The field of rheumatology is witnessing a remarkable revolution as the prospects for patients with rheumatoid arthritis (RA) continue to improve dramatically. This change results from two main factors: 1) the more effective utilization of older disease modifying antirheumatic drugs (DMARDs) such as methotrexate alone or in combination with recently available targeted therapies; and 2) a landmark shift in therapeutic strategy. Several trials have clearly shown that early achievement of low disease activity through DMARD use has a strong positive outcome on the disease course. By its nature, this approach necessitates the assessment of disease activity by objective, well-validated measures as well as frequent adjustment of therapy to push toward remission.
Rheumatologists now know the importance of treating early disease; however, the criteria for RA are undergoing changes. The purpose of these revised criteria is increased sensitivity and specificity to diagnose RA in an early phase of disease.

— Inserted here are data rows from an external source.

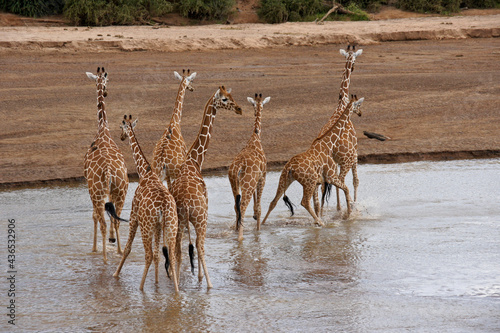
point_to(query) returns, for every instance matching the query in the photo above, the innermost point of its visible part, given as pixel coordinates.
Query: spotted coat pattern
(314, 167)
(105, 170)
(346, 155)
(189, 189)
(153, 210)
(170, 151)
(247, 173)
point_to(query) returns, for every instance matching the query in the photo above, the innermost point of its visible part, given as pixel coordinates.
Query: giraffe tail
(167, 260)
(238, 211)
(288, 203)
(191, 250)
(327, 191)
(110, 209)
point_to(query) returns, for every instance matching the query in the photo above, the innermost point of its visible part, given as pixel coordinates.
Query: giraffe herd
(166, 212)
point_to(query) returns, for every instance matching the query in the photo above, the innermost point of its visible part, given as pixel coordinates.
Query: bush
(33, 8)
(105, 12)
(278, 11)
(273, 11)
(205, 9)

Why Defining RA Is Difficult
Why is it difficult to define early RA? Ask the average rheumatologist to define RA, and he or she will provide answers like “symmetric polyarthritis of small joints combined with morning stiffness, presence of rheumatoid factor (RF), or anticitrullinated peptide antibodies (ACPA), or combined with bone erosions on X-rays.” It is clear that these views mirror the 1987 ACR criteria for RA and demonstrate the extent to which our thinking on RA is inextricably connected with these criteria. It is obvious that these criteria do not perform well when diagnosing early RA. This is especially true for patients who have limited joint involvement, negative serologies, or negative radiographs.
The 1987 criteria, developed based on patients with an average disease duration of eight years, contain elements that are associated with disease severity (e.g., erosions and nodules) rather than disease development (see Table 1, p. 23). A moderate diagnostic performance of these criteria in early RA is frequently reported. In these studies, the doctor’s opinion is often used as the gold standard. Summarizing the literature, the sensitivity and specificity of the 1987 criteria for early RA are 77%–80% and 33%–77%, respectively, compared with 79%–80% and 90%–93%, respectively, for established RA.1 These differences in performance characteristics are inherent in the objective for which the 1987 ACR criteria were designed. The aim at the time of their creation was to provide correct classification, distinguishing the syndrome of established RA from other established joint diseases, to ensure that clinical researchers studied homogeneous patient groups. Considering the test characteristics that have been reported in many publications, this aim was achieved.